21st-century South Africans need to leave a lasting legacy


    Dialogues-Joburg-2-600YFM DJ Moeti Tsiki, also known as Mo Flava, facilitated the dialogue

    In 1976, young South Africans came together to play a pivotal role in highlighting the injustices of apartheid; they risked their lives squaring up to a heartless regime and secured a place in history for their role in liberating the country. They left a lasting legacy. Now, the young people of this generation are looking for ways to make their mark on South Africa’s history.

    Brand South Africa and the Sowetan, through the Play Your Part/Sowetan Dialogues, invited youngsters to The Nelson Mandela Foundation in Houghton on 18 June to discuss the issue. The event coincided closely with 16 June, the 38-year anniversary of the Soweto Student Uprising, in which school children protested the introduction of Afrikaans as a language of instruction in schools.

    YFM DJ Moeti Tsiki, also known as Mo Flava, facilitated the dialogue and panellists included Simamkele Dlakavu, a One Young World Ambassador and producer on e.tv’s The Big Debate; Neliswa Fente, co-founder of SpringAGE, a youth-led innovation company; and Nzinga Qunta, an ANN7 TV presenter and entrepreneur.

    Tsiki kicked off the dialogue asking, “[In 1976] Young people with no guidance from political parties managed to organise themselves and go against the apartheid government. After 20 years of freedom is the youth of today, who don’t share the same struggles, able to leave a lasting legacy with no common goal?”

    The answers were enlightening.

    Dialogues-Joburg-3-600Panelists Neliswa Fente, co-founder of SpringAGE, a youth-led innovation company; and Nzinga Qunta, an ANN7 TV presenter and entrepreneur


    Fente expressed the need for “intergenerational dialogue” for today’s youth to learn from their forebears; she said, “What we need is inter-generational dialogues that will see youngsters interacting with older people … with both learning about each other’s struggles and not the other believing they know better.”

    Fente represented South Africa at the One Young World Conference in Zurich in 2011 and in 2013 she sat as an Advisory Board Member for One Young World.

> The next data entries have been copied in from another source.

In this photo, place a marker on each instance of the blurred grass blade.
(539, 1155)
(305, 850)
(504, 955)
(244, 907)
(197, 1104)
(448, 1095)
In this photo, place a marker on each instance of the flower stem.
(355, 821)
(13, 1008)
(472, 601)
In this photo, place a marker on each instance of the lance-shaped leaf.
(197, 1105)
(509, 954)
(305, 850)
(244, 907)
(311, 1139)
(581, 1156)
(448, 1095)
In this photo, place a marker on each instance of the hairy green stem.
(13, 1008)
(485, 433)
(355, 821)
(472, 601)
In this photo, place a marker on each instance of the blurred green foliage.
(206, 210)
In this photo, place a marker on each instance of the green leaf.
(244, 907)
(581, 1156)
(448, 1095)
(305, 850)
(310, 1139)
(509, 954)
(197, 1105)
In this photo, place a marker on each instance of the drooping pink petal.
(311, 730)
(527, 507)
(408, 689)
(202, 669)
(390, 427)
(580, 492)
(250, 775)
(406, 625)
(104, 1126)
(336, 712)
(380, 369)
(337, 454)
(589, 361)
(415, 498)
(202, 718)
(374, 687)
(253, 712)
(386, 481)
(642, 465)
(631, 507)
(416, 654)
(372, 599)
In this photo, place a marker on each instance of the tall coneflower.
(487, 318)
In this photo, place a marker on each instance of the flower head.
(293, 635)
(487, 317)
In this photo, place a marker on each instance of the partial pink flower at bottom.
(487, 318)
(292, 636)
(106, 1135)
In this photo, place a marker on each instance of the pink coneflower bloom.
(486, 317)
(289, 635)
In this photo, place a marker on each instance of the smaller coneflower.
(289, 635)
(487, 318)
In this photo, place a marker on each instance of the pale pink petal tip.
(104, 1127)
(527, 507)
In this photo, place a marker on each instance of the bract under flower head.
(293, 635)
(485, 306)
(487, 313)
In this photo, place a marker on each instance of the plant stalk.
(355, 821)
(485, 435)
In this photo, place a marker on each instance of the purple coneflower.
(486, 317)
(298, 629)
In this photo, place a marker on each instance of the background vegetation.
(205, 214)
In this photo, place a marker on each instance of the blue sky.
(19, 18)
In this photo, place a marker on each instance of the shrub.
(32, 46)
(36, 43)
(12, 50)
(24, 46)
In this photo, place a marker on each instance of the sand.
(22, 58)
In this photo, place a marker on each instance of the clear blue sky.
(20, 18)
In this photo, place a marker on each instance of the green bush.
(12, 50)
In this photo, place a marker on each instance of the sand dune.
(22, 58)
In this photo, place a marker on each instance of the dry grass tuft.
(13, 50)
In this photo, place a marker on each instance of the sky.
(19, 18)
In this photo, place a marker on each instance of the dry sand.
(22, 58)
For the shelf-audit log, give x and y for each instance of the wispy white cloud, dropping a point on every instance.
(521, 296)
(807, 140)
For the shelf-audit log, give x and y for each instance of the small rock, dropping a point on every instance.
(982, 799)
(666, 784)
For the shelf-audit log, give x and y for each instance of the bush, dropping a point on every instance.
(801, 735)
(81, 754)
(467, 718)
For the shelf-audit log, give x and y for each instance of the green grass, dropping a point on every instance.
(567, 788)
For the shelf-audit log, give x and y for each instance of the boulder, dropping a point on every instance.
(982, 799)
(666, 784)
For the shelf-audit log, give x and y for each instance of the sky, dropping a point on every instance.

She is also a South African Spark Change Maker for 2013 and was named one of South Africa’s Top 20 Inspiring Young people of 2013 by Youth Village.

    One Young World is a group of the world’s brightest young people solving the world’s problems.

    She added that young people need deliberate spaces to collaborate to reach their goals.


    Dlakavu introduced her thoughts with a statistic, saying that more than 80% of SA youth are not involved in civic organisations and lack organisational skills.

    She added that “Structural and infrastructure issues hold youth back from fulfilling their potential, but many persevere and make it.”

    She believes that a common goal brought the children together in 1976, but that today young people live in an “individualistic world” that advocates personal achievements, making it difficult to have common goals.

    To address this, Dlakavu believes that youngsters need to have the “spirit of service” where they take time to do for others at no benefit to themselves.

    “Before the elections we were in Marikana and I was touched when young people had organised themselves in groups and tutored each other because they had lost a lot of schooling time …  instead of sitting at home complaining they decided to do it for themselves and educate one another,” she said.

    She added that young people are not short of role models and concluded by saying, “We need to move beyond selfishness and towards being of service to others.”

    Dialogues-Joburg-1-600The latest in the series of dialogues asked South Africa’s young people to consider the legacy they want to leave for their children


    Qunta believes that for youngsters to leave a lasting legacy they should follow their passions and forget about the grand gestures.

    She described working with volunteer organisation Cheese Kids for South Africa, where the founders also followed their passions; she said, “When Cheese Kids for South Africa was started we were at a garage with [founder] Shaka Sisulu and decided to go paint an orphanage for the day.”

    Qunta believes that to make the country a better one, all who live in it need to contribute; “If you’re living in South Africa during this democracy and you’re not doing anything to extend yourself beyond your family and friends, then you are not doing anything to make this a better country.”

    She also addressed youngsters’ sometimes unrealistic expectations, saying, “Another thing the youth of today need to do is forget about all the glamorous careers, because who will build roads and infrastructure if we are all DJs?”

    “There is a bit of swag in being a farmer,” she said, to much laughter.

    She concluded talking about her own passions and goals, saying she plays her role in improving South Africa by being in the media, distributing information, and added that in order to leave a lasting legacy, youngsters need to identify their passion to know where to play their roles.